Advantages	No subjective assumptions, more widely understood given greater emphasis in statistics courses	More intuitive connection to decision-making, unlocks useful concepts such as the expected value of sample information, provides a natural haircut on point estimates
Disadvantages	p-values and confidence intervals are often misinterpreted, underpowered tests are exaggerated	Defining priors is challenging, most Bayesian tools make incorrect assumptions and yield overconfident results

Experiment Deep Dives

When analyzing experiment results, it can be insightful to slice and dice the results along various dimensions. However, there are common pitfalls that make it so experiment deep dives produce net negative value for experimentation teams, such as:

Segmenting results into groups with small sample sizes, amplifying the impact of noise
Failure to recognize the multiple comparisons problem
Analyses that are not self-serve and, therefore, consume the data team’s bandwidth
Aimless analyses that find false insights in the data that do not generalize to new data
Unnecessary complexity that introduces friction in decision-making due to conflicting perceived patterns Here are effective practices to mitigate these pitfalls:
Defining segmentation and hypotheses before running the experiment
Making analyses self-serve to avoid consuming data science bandwidth
Invest resources into enabling more experiments rather than overanalyzing individual experiments.
Test any insights that were not part of the initial hypotheses in follow-up experiments.

Experiment Reports

Beyond its ability to inform the immediate ship vs. don’t ship decision, experimentation provides value by shaping product knowledge and informing the future roadmap. Unlocking this benefit requires clear experiment reports that can be referenced later and understood by people who were not involved in the experiment. This includes:

Clearly documented hypotheses that indicate the thought process behind the experiment
Screenshots that clearly show what was tested
Key results next to key takeaways

Applications of Experimentation in Real-world Scenarios

Although there are general best practices associated with the execution of digital experiments, different applications are often better suited to different approaches. The table below summarizes common use cases and associated considerations.
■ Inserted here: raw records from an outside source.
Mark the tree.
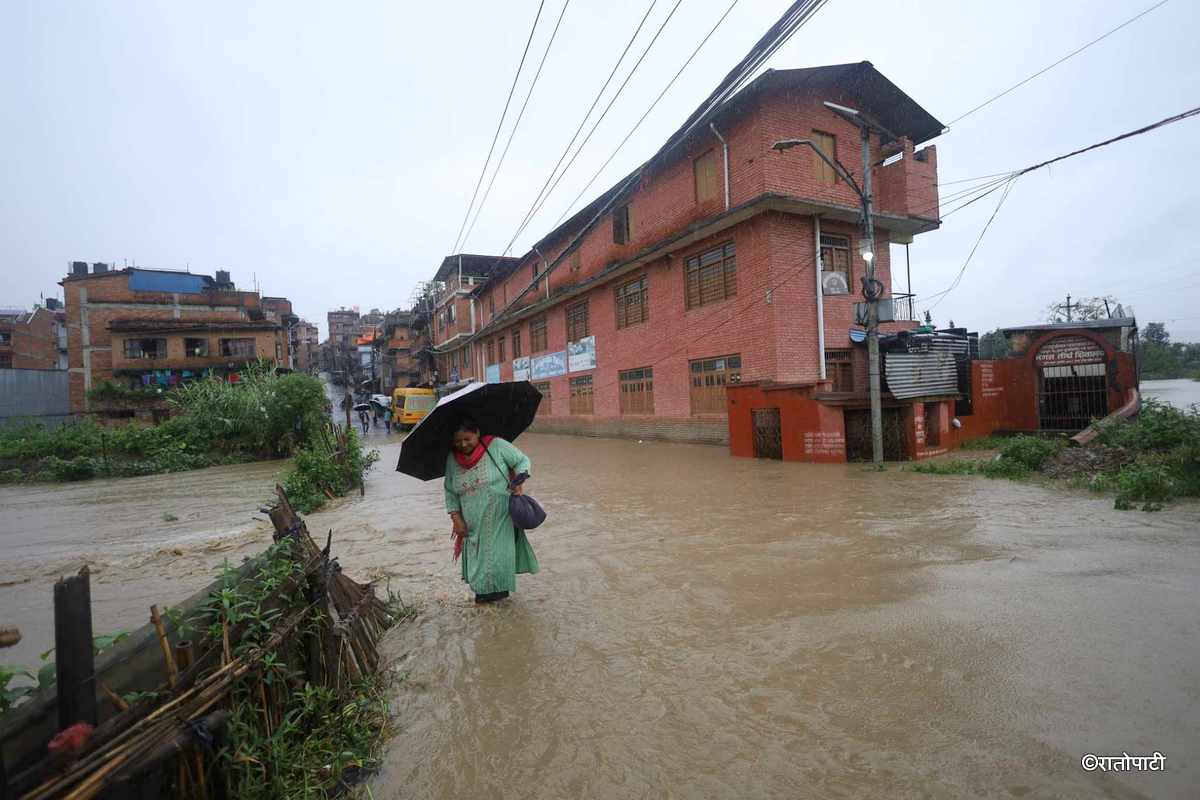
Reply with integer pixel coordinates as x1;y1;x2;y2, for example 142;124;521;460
1046;295;1117;323
1141;323;1171;347
979;327;1009;359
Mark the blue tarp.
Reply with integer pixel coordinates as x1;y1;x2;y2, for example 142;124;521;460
130;270;208;294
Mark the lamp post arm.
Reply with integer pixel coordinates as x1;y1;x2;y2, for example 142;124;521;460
770;139;866;201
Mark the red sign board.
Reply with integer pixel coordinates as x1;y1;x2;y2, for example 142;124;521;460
1033;336;1104;367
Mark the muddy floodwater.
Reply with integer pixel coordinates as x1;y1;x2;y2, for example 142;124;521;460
0;433;1200;799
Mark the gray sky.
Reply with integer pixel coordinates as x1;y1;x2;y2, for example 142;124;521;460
0;0;1200;341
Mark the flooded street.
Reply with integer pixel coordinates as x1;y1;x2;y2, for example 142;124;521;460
0;432;1200;799
1140;378;1200;408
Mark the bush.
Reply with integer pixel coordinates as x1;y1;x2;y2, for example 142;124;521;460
283;427;379;513
1116;464;1175;511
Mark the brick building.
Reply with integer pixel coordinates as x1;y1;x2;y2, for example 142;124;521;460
0;297;67;369
433;62;943;443
294;319;320;373
61;261;290;413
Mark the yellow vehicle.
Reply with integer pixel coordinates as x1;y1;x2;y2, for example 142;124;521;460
391;389;438;428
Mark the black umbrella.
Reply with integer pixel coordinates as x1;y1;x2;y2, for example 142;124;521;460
396;380;541;481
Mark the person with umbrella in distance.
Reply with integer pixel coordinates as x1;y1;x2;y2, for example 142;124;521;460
396;381;545;604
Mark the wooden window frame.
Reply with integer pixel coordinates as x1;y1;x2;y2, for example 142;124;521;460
688;353;742;416
217;336;258;359
617;367;654;416
821;233;854;294
568;375;595;416
812;130;841;186
684;241;738;311
612;203;634;245
691;148;721;204
533;380;553;416
826;348;854;393
563;300;592;342
529;315;550;355
613;272;650;330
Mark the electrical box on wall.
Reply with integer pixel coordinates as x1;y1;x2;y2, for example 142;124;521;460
854;297;896;325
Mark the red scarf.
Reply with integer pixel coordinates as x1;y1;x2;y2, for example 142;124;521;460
454;437;496;469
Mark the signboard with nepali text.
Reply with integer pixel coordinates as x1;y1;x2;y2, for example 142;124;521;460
530;350;566;380
1033;336;1104;367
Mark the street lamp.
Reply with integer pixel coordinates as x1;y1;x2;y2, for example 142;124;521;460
770;101;898;464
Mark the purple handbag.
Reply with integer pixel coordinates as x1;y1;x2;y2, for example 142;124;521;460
487;450;546;530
Use Case	Goal	Challenges	Common metrics	Common techniques
Releasing software (canary testing)	Mitigate risk	Need near realtime event logging	Error rates, latency	Sequential testing
Changing a website design	Validate new ideas	identity resolution for logged out users	Conversion rate, revenue per user	Fixed sample or sequential testing
Refining a search algorithm	Improve relevancy	Choosing candidate models, mutually exclusive experiments	Bookings, mean reciprocal rank	Fixed sample or sequential testing
AI model evaluation	Measure business impact of new models	Offline metrics don't necessarily translate to better business outcomes	Retention, revenue, new subscriptions	Fixed sample or sequential testing
B2B experiments	Validate new ideas	Cannot randomize at the user-level due to interactions	Retention, usage rate, signup rate	Clustered experiments

Conclusion

Companies in various industries have increasingly relied on controlled experiments as a means of evaluating the causal effect of product changes. Although controlled experiments may seem simple at first, there are various subtleties associated with proper design, implementation, and analysis. By following best practices, organizations can unlock the value of experimentation by leveraging trustworthy insights and shaping product knowledge.